Along with the trade secrets claim, Bridgewater — which manages $138bn in assets — had also accused its two former employees of unfair competition after they co-founded Tekmerion Capital Management, a hedge fund with about $60m in assets under management. 

The arbitrators found that Bridgewater’s claims had been brought in “bad faith”.

“Claimant’s actions in continuing to press its claims constitute further evidence that its intentions were not to prove misappropriation, but rather, were to adversely affect respondents’ ability to conduct a competitive business,” the arbitrators ruling stated, according to the new court filing.

Mr Minicone and Mr Squire filed their court petition against Bridgewater on July 1 to confirm the $2m in lawyers fees awarded by the arbitration panel in January and to have the full decision by the arbitrators made public.
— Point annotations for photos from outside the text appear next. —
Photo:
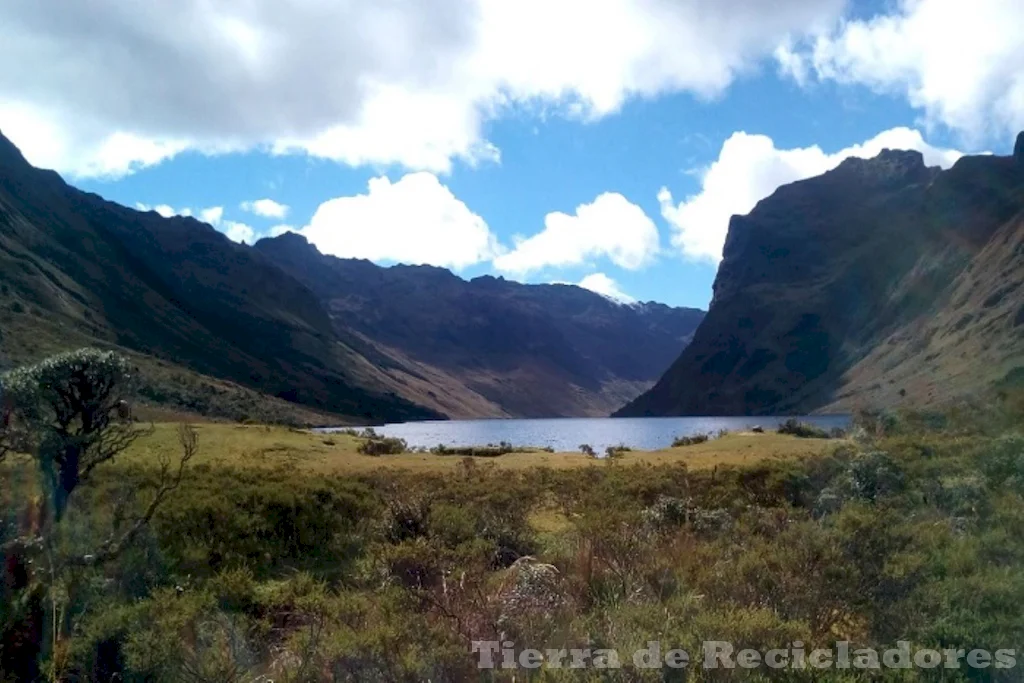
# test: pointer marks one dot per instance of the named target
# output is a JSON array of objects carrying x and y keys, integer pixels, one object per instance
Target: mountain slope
[
  {"x": 489, "y": 347},
  {"x": 77, "y": 269},
  {"x": 879, "y": 283}
]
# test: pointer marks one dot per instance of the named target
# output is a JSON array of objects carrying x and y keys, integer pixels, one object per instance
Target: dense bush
[
  {"x": 389, "y": 575},
  {"x": 384, "y": 445},
  {"x": 796, "y": 428},
  {"x": 680, "y": 441}
]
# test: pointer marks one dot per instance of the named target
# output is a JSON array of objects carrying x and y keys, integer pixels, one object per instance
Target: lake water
[{"x": 567, "y": 433}]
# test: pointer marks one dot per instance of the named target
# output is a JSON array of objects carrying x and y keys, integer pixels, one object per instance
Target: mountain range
[
  {"x": 255, "y": 332},
  {"x": 883, "y": 282}
]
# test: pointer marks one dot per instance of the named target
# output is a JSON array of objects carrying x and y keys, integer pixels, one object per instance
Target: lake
[{"x": 567, "y": 433}]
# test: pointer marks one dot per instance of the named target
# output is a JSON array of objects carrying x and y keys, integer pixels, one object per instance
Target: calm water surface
[{"x": 567, "y": 433}]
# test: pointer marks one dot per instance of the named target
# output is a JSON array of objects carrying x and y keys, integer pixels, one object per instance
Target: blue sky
[{"x": 558, "y": 157}]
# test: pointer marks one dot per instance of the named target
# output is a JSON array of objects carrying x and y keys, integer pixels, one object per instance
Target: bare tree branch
[{"x": 170, "y": 478}]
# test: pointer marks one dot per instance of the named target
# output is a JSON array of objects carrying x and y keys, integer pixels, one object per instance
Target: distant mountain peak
[
  {"x": 902, "y": 165},
  {"x": 10, "y": 156}
]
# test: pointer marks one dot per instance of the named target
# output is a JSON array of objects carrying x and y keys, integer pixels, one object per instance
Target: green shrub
[
  {"x": 387, "y": 445},
  {"x": 616, "y": 451},
  {"x": 796, "y": 428},
  {"x": 681, "y": 441}
]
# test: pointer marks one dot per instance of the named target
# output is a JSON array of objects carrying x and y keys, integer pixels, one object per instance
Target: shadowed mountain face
[
  {"x": 342, "y": 337},
  {"x": 76, "y": 269},
  {"x": 488, "y": 346},
  {"x": 880, "y": 283}
]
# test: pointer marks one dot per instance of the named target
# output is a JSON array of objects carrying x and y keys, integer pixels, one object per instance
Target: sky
[{"x": 601, "y": 142}]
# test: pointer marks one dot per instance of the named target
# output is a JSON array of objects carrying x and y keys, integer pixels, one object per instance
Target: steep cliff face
[
  {"x": 76, "y": 269},
  {"x": 880, "y": 282},
  {"x": 489, "y": 347},
  {"x": 337, "y": 336}
]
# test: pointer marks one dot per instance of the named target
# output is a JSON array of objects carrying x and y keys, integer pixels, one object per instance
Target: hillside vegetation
[
  {"x": 882, "y": 283},
  {"x": 262, "y": 565}
]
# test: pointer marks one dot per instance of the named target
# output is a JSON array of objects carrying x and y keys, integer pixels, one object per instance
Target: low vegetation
[
  {"x": 693, "y": 439},
  {"x": 264, "y": 563},
  {"x": 802, "y": 429}
]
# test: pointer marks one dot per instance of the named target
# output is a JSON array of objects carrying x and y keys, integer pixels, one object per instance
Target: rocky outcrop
[
  {"x": 881, "y": 282},
  {"x": 491, "y": 347}
]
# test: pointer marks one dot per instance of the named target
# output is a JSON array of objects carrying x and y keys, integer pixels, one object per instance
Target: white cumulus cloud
[
  {"x": 213, "y": 215},
  {"x": 609, "y": 226},
  {"x": 750, "y": 168},
  {"x": 416, "y": 219},
  {"x": 116, "y": 86},
  {"x": 265, "y": 208},
  {"x": 605, "y": 286},
  {"x": 238, "y": 231},
  {"x": 961, "y": 62}
]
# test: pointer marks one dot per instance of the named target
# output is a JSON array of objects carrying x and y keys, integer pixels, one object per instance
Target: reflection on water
[{"x": 567, "y": 433}]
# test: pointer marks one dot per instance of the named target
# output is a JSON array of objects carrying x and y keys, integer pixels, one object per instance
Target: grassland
[
  {"x": 271, "y": 446},
  {"x": 288, "y": 555}
]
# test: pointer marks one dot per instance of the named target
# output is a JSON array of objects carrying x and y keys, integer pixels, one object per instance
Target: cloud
[
  {"x": 750, "y": 168},
  {"x": 265, "y": 208},
  {"x": 605, "y": 286},
  {"x": 610, "y": 226},
  {"x": 119, "y": 86},
  {"x": 961, "y": 62},
  {"x": 414, "y": 220},
  {"x": 238, "y": 231},
  {"x": 212, "y": 215}
]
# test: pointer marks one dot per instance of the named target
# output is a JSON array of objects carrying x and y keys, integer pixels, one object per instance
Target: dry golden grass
[{"x": 336, "y": 454}]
Bridgewater has filed its own petition to have the fees thrown out, in which it said it believed the arbitrators were “mistaken” and it had “proved its trade secret and contract claims” against its former employees.

Bridgewater did not immediately respond to a request for comment. Mr Squire and Mr Minicone declined to comment.

Mr Squire joined Bridgewater in 2010 as an investment associate and spent three years at the group working with its research and trading teams. Mr Minicone, also an investment associate at Bridgewater, joined in 2008 and remained there for almost five years.

The pair helped to launch Tekmerion, a systematic global macro hedge fund, in 2017 with backing from British billionaire Alan Howard and Michael Novogratz, a former hedge fund manager at Fortress Investment Group. 

Bridgewater is known for its culture of “radical transparency”, fostered by Mr Dalio, who founded the company in 1975. Employees are encouraged to openly challenge each other and they use an internal app called “the dot collector” to provide live feedback on how colleagues are performing. 

In a TED talk Mr Dalio delivered in April 2017, he said the group had created an “ideas meritocracy” by effectively preventing employees from keeping secrets. “We literally tape almost all conversations and let everybody see everything,” he told the audience. Bridgewater has said that one in five hires leaves within a year.